His most impactful lesson wasn’t delivered in a classroom, but through his way of seeing the world. To him, the world was full of beauty; we only need to stop and recognize it. He would seize a scrap of discarded metal, weathered and deformed, plucked from the roadside, and ask his perennial question: “Is it art?” This wasn’t a rhetorical question, but an invitation to reconsider our assumptions. He believed that if a human had made it, and if it resonated with even a single observer, it qualified as art. His love of etymologies, the history of words, led him to many of his definitions, including this one. “Art,” he’d remind us, originates from “artifice,” meaning something crafted by human hands. In his view, the potential for art resided in every human creation.
He possessed the ability to find the extraordinary in the ordinary. In the midst of family gatherings, he would suddenly erupt with excitement, demanding everyone’s attention. Holding aloft his empty beer glass, he would ask, “Is this art?” gesturing towards the delicate, ephemeral patterns of beer lace clinging to its inner surface. To this day, it is hard to drink a beer and not notice the beauty of the lace left behind. This way of seeing beauty in everything was essential to his philosophy, as was his drive to trace words back to their origins.
In late life, his philosophy turned more explicitly towards holism.

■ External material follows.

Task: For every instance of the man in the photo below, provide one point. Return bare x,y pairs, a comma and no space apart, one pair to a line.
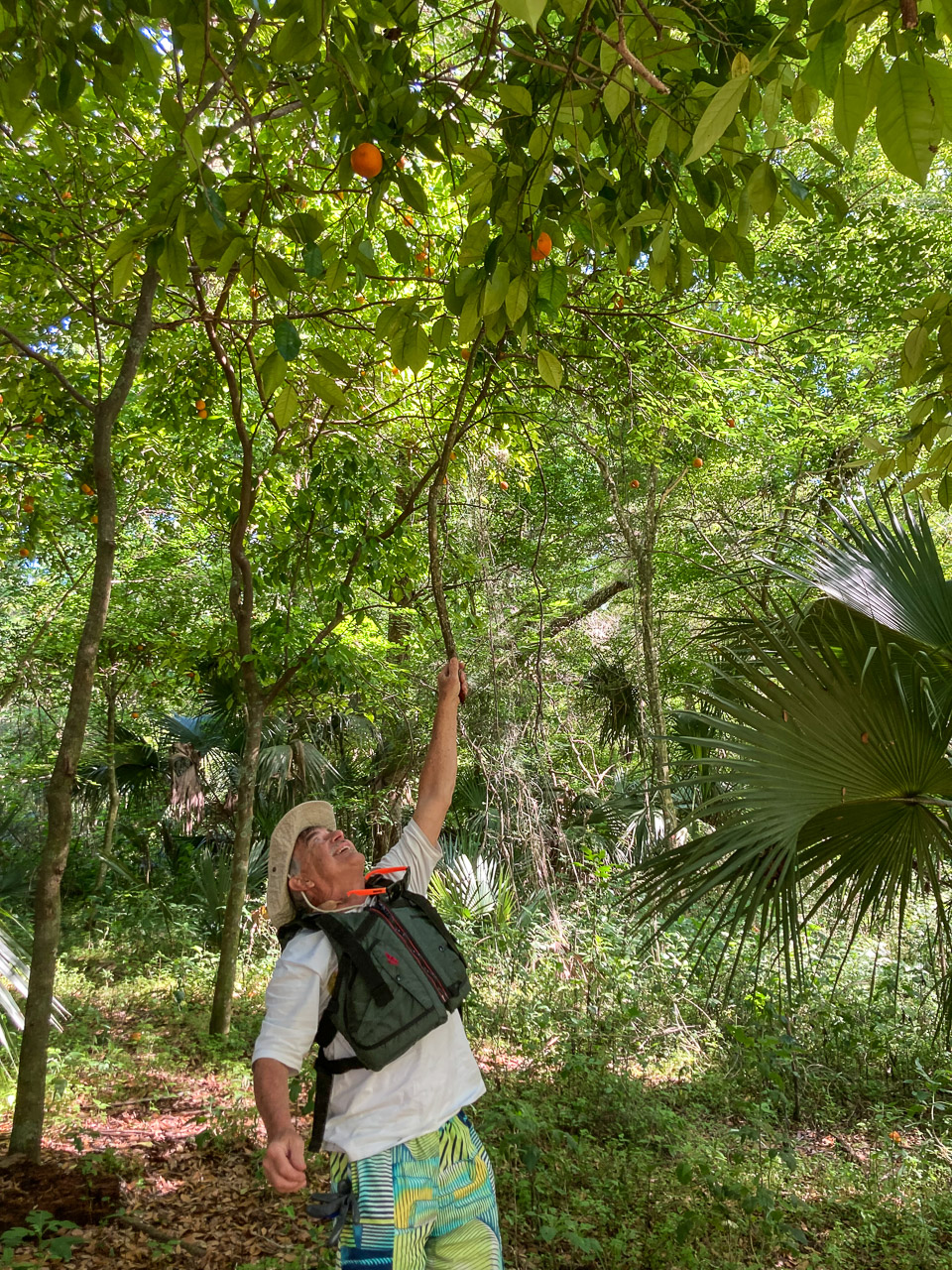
398,1138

He spoke of the interconnectedness of all things, illustrating his point with the humble onion. “Within its layers,” he’d explain, “lies a microcosm of the universe – you can see the world in an onion.” If you look closely enough at any one thing, you can see a multiplicity within it, and a reflection of the grander cosmic order.

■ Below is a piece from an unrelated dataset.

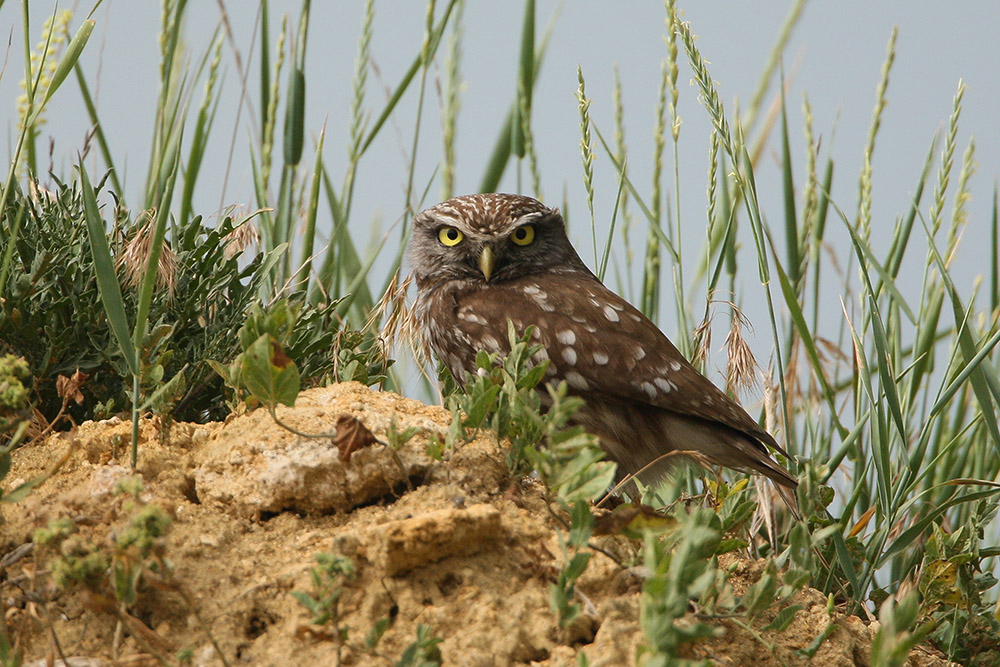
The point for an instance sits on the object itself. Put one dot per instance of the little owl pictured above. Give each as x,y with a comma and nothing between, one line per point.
483,260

Fundamental to his philosophy is that one must dig deep into things, whether it be words or the world around us, and seek to find truth, meaning, and beauty within the ordinary. We touch so much in our day-to-day lives, but do we really stop to appreciate the beauty in what we say and what we see? Some use philosophy to reach useful and pragmatic ends. My grandpa did not; he used philosophy to see the beauty of the world around him, and to share that beauty with everyone he met.
Today we treat aesthetics as an unimportant branch of philosophy. Inundated with images and modern standards of beauty, we see aesthetics as something that is only surface level. But this is a poor understanding. Aesthetics is the study of how we perceive and experience the world. Through the study of aesthetics, we can challenge our underlying assumptions and see beauty in everything. Beauty makes us happy, and to see beauty everywhere is to live a happy life.

My grandpa believed that a deep sense of beauty existed in all things, especially in the mundane. It is easy to find beauty in a master work of art, but it takes philosophy to see beauty in the everyday. He believed that through philosophy we could transform the spaces around ourselves into a world of boundless artistic expression. To perceive our human-made world in this way is to celebrate humanity itself. Perhaps most importantly, seeing beauty everywhere helps us to live a happy life and to spread this joy with others, and there are few things more precious in our world than this.